With state officers helping, Hassman proudly put on his jacket.
Jahner said FFA has provided him with a lot of great opportunities, but meeting Hassman and presenting him a jacket tops them all.
“To be able to recognize an FFA family member in that way, to say this is how much we owe you, it means the absolute world to me,” Jahner said.
Hassman is part of a huge FFA family, Jahner said.
“When Paul joined the FFA family, Franklin Delano Roosevelt was president, the country was reeling from economic collapse and agriculture was suffering the effects of the Dust Bowl,” Jahner said. “Paul served those individuals who believed in the future of agriculture. It’s something that is incredible to think about today.”
Agriculture has changed since 1934, but meeting Hassman showed Jahner that “the core values that make us who we are haven’t.”
“The conversation with Paul focused on work ethic, dedication and striving to love others, something people in 1934 needed and something that people in 2019 need,” Jahner said.
Hassman grew up on a farm south of New Hampton. He got to his first 30 days of high school via horse and buggy. He raised and cared for a Spotted Poland sow and a litter of pigs as his project for his Iowa FFA Degree.
He admits he did not like to study and did not do well in school, but he did enjoy athletics. He was New Hampton’s first state champion wrestler in 1933.
Hassman attended Iowa State University for a couple of years but college was not really his thing. He met his wife, Lucille, there. She was a teacher.
The couple moved back to New Hampton and raised eight children. Hassman ran a trucking business, delivering feed to 13 northeast Iowa counties, and also bought and sold grain.

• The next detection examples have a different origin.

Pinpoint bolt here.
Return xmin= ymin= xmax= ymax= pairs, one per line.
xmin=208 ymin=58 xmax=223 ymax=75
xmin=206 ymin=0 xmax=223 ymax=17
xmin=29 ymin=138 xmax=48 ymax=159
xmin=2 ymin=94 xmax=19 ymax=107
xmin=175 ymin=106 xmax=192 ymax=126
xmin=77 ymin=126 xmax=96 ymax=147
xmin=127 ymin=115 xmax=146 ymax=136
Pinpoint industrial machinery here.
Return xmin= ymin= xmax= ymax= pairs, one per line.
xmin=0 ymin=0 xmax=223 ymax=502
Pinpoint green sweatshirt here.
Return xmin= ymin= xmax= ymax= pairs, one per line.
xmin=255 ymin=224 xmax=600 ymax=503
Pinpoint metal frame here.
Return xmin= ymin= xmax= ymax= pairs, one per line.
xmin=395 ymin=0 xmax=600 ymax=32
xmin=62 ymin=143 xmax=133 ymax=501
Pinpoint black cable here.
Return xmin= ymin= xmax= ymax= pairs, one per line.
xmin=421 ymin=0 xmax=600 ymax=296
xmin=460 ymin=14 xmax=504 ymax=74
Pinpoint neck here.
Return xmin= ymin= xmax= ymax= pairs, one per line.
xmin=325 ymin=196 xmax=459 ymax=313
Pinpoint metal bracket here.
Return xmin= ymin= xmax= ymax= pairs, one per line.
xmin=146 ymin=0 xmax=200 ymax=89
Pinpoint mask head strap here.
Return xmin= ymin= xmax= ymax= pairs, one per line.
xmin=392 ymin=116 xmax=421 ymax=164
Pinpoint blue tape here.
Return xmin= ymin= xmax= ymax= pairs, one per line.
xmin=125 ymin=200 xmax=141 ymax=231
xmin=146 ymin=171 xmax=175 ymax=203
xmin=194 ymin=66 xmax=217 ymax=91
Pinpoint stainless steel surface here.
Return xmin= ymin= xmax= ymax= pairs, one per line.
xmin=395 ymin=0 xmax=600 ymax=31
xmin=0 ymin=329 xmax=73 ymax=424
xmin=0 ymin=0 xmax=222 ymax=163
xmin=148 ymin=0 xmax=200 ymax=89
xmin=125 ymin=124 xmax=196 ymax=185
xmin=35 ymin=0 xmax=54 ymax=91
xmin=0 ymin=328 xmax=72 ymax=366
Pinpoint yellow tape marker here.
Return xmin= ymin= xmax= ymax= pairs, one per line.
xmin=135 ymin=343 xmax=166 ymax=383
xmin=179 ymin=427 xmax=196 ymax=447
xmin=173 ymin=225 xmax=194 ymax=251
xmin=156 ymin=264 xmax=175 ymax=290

Hassman lives at Kensington Place Assisted Living in New Hampton, is a long-time Rotarian and community volunteer, and he likes to play Scrabble. He attended the recognition event with his youngest son Kevin.
Hassman offered this advice to FFA members: “Whatever you’re doing, apply yourself and work on it. It’s part of our responsibility to help those who need some help. Be a good neighbor and friend. Don’t be selfish and think too much of yourself.”